In vitro screening for antiretroviral agents against simian immunodeficiency virus (SIV).

Simian immunodeficiency virus (SIV), which causes an acquired immunodeficiency syndrome in macaques, is a lentivirus that is morphologically, antigenically, genetically, and biologically similar to the human immunodeficiency virus (HIV). Because of these similarities, the SIV model represents a unique opportunity for in vitro and in vivo testing of antiretroviral agents. Since antiretroviral agents may exhibit different properties in different cells in vitro, more than one cell line may be necessary to evaluate the efficacy and modes of action of an antiretroviral agent. Initially we tested ten cell lines for their permissiveness to five SIV isolates. One B-cell line (AA-2) and one T-cell line (HuT 78) were selected to test antiretroviral agents since both were extremely permissive for SIVmac251, an isolate with a high rate of infectivity. Using this optimized in vitro testing protocol, we screened ten antiretroviral agents for their ability to inhibit SIV replication. Six of the compounds completely inhibited SIV viral antigen expression. Based on the selectivity index, 3-azido-3-dideoxythymidine, 3-azido-2,3-dideoxyuridine, and 3-fluoro-3-deoxythymidine appear to be the most efficacious antiretroviral agents against SIVmac251. Several different assays for determining viral antigen inhibition were conducted and the results of these assays were comparable. Our results demonstrate that the SIV in vitro model is a valuable screening tool for determining the efficacy and toxicity of new antiretroviral agents.

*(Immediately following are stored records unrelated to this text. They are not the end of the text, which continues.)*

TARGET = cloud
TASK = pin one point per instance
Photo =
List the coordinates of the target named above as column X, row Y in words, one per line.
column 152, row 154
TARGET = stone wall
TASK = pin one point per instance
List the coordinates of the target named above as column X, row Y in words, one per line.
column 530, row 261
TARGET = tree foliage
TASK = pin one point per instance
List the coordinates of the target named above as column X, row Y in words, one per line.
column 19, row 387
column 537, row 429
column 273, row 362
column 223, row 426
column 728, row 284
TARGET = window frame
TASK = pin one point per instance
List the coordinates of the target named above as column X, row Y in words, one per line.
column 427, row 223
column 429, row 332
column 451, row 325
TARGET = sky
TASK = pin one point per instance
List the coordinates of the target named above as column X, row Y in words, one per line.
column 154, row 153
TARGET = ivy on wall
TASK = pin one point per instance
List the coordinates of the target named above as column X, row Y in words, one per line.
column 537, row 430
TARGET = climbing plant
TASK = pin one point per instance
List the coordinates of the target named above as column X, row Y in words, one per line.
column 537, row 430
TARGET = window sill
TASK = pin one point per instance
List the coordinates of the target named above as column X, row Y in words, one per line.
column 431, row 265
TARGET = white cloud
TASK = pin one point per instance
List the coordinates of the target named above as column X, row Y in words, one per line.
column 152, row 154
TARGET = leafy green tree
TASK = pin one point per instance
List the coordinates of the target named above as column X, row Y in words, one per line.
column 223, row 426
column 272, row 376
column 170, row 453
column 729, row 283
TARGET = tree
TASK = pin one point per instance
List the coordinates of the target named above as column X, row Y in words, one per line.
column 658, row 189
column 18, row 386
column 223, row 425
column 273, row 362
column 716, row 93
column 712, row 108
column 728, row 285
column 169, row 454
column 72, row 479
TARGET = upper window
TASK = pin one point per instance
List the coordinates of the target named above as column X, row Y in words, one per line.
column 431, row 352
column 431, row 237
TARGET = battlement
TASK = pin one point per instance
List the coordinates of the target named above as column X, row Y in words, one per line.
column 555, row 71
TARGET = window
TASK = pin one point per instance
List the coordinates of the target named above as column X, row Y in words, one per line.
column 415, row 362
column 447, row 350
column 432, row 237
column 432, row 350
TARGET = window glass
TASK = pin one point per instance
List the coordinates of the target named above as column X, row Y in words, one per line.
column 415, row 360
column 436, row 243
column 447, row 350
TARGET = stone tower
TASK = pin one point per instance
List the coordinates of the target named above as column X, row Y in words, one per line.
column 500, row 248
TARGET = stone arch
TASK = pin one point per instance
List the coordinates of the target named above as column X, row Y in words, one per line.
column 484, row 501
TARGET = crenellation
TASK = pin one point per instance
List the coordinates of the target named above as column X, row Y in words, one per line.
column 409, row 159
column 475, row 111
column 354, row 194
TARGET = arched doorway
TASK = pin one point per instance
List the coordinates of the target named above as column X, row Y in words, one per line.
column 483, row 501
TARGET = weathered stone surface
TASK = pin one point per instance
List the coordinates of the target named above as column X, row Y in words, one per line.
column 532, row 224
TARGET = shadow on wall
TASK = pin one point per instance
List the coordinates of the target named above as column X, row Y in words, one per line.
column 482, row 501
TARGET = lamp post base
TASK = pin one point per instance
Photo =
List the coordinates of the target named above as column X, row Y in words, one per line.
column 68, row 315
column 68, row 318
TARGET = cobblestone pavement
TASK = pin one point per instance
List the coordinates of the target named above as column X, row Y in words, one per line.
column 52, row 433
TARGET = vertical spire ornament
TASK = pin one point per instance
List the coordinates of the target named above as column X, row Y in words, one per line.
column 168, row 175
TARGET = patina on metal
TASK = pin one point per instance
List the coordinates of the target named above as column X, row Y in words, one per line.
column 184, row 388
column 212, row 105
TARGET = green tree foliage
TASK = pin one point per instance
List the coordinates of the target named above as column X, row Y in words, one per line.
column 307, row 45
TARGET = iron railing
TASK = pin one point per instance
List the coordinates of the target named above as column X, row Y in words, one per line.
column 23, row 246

Inhibitory effects of heterogeneous dextran sulphate compounds on simian type D retrovirus in vitro

Nine heterogeneous dextran sulphate compounds were tested in vitro for their ability to inhibit a type D simian retrovirus (SRV-2) known to cause simian acquired immunodeficiency syndrome (SAIDS). Dextran sulphate, a sulphated polysaccharide, is available commercially in a variety of molecular weights ranging from 5000 (5K) to 500000 (500K). Of the four 500K compounds tested, three completely blocked replication and infectivity of SRV-2. Of the remaining five compounds tested, only three completely inhibited the virus. Cytotoxic effects also varied even among compounds of the same mol. wt. All nine compounds were further tested in combination with azidothymidine (AZT) or dideoxycytidine (ddC) for possible additive, synergistic or antagonistic effects at reduced concentrations of both drugs. Six dextran sulphate compounds showed slight additive or synergistic effects with AZT, while no effects were seen with ddC. The results suggest that the antiretroviral activity of dextran sulphate depends on the particular chemical preparation of the compound and is not entirely dependent on mol. wt. Thus, it is important to be aware of the inhibitory and cytotoxic variability in heterogeneous dextran sulphate compounds when considering the potential use of this drug, either alone or in combination, as an antiretroviral agent in vivo.